Kostyantyn Pozhydayev came out to speak to pro-Russian protesters at his offices and told them he was stepping down "in accordance with your demands," according to Reuters.
About 20 masked men armed with automatic rifles and pistols were guarding the entrance to the police station there, and another 20 were believed to be inside. They wore St. George's ribbons, a symbol of the Soviet Union's victory in WWII, which has become a symbol of pro-Russian protesters in eastern Ukraine.
One of the attackers told The Associated Press that they had seized the building because they wanted to protect it from radical nationalists from western Ukraine and "the junta who seized power in Kyiv."
"We don't want to be slaves of America and the West," he said. "We want to live with Russia."
Interior Minister Arsen Avakov pledged a "very tough response" to the seizure while local media reported special forces had been dispatched to the area.
Russia has built up forces in areas near the Ukrainian border, and the protesters allege that the authorities who took over are nationalists and "fascists" who aim to suppress the ethnic Russians in Ukraine, while the Kyiv authorities have accused Russia of fomenting the unrest as a pretext for sending in troops.
Despite criticism from Russia and Russian-speaking Ukrainians in the East, the protest movement that led to the downfall of Yanukovych was a broadly-based movement that extended across Ukrainian society, and the current interim government, in an attempt to allay concerns about its relations with its pro-Russian constituencies, has said it wants to grant more autonomy to Ukrainian provinces.
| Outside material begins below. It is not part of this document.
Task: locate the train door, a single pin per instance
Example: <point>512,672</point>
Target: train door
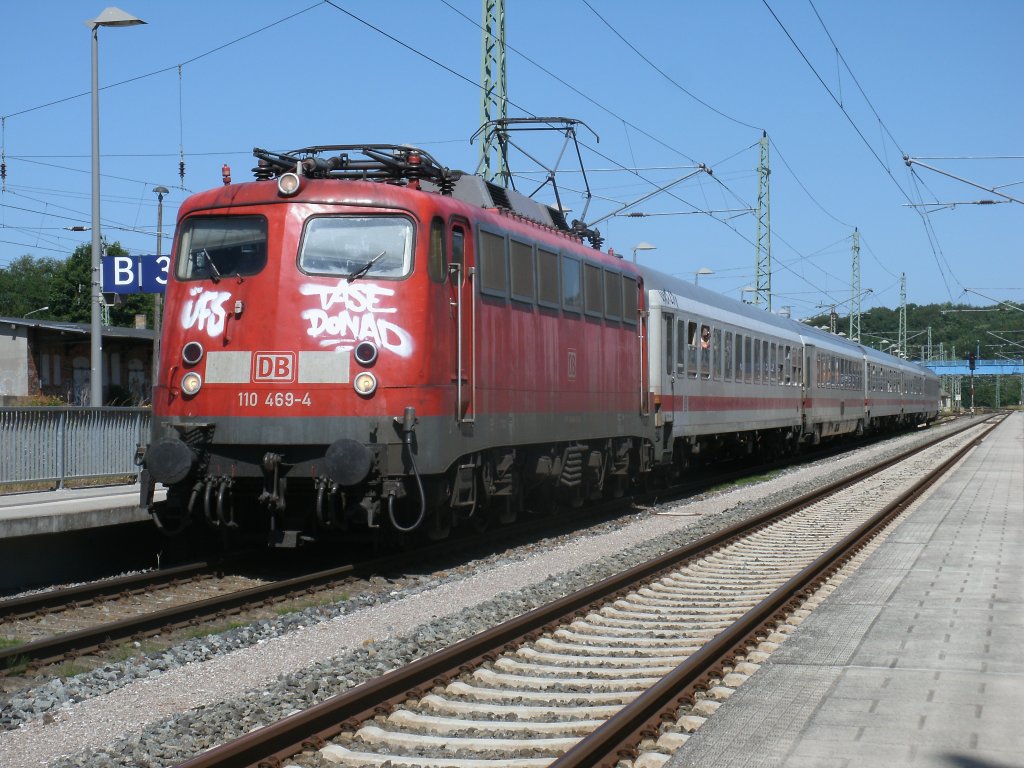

But Russia has proposed a more centrally devolved federal system for Ukraine, while Ukraine's government sees it as undue external interference in a sovereign country.
In response to the unrest in the country's east, Ukraine's acting President Oleksandr Turchynov called an emergency meeting of Kyiv's national security council.
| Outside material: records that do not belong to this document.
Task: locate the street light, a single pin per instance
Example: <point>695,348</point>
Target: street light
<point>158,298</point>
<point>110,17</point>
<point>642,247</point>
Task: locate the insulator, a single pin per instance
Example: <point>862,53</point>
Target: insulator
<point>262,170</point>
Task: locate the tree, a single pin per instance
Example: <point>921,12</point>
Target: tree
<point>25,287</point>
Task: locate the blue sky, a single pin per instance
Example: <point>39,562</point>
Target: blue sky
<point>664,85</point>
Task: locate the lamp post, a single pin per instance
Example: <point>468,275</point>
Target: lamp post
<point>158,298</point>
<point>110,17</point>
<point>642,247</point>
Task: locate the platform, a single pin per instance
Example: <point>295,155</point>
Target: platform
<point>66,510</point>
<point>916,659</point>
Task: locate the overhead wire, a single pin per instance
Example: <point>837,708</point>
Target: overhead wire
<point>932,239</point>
Ukraine's acting Foreign Minister, Andriy Deshchytsia, said he had spoken by telephone with Russian Foreign Minister Sergey Lavrov and demanded Moscow stop what he called "provocative actions" by its agents in eastern Ukraine.
Lavrov, in a statement issued by his ministry, said there were no Russian agents in the region and that it would be "unacceptable" if Ukrainian authorities were to order the storming of the buildings.
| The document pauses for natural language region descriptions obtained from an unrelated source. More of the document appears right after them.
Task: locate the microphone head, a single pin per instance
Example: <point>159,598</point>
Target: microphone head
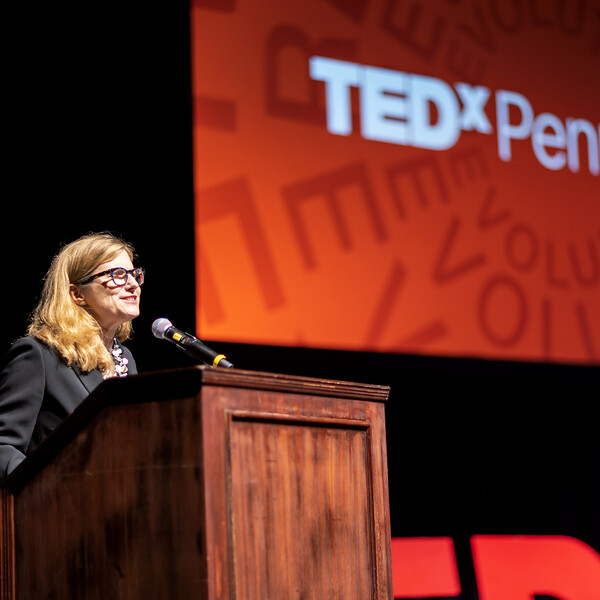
<point>160,326</point>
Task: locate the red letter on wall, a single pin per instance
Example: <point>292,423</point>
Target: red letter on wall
<point>424,568</point>
<point>517,567</point>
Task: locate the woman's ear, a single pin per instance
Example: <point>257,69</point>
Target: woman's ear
<point>76,295</point>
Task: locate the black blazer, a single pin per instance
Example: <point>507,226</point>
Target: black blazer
<point>37,391</point>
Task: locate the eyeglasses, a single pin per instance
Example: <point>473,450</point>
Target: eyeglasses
<point>118,275</point>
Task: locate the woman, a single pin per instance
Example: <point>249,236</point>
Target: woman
<point>90,295</point>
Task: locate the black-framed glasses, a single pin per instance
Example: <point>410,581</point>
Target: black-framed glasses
<point>118,275</point>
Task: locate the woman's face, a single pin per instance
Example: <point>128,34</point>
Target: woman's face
<point>110,304</point>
On Saturday the U.S. said it is "very concerned" by violence in eastern Ukraine, which the White House said was happening "apparently with support from Russia." It urged Russian President Vladimir Putin to stop efforts to destabilize Ukraine.
The White House also said Vice President Biden would travel to Kyiv on April 22 to meet with government officials and other groups, and to highlight U.S. support for "a united, democratic Ukraine that makes its own choices about its future path."
Lavrov on Friday warned the Ukrainian government against using force against protesters, saying that such action would derail the talks on settling the crisis between the United States, the European Union, Russia and Ukraine set for next week, as well as any other diplomatic efforts.
It lashed out at the U.S. warning to slap more sanctions on Russia in case of an escalation of the conflict, saying that "an escalation is only and exclusively possible if Kyev dares to do so, relying on massive support of the U.S. and the EU."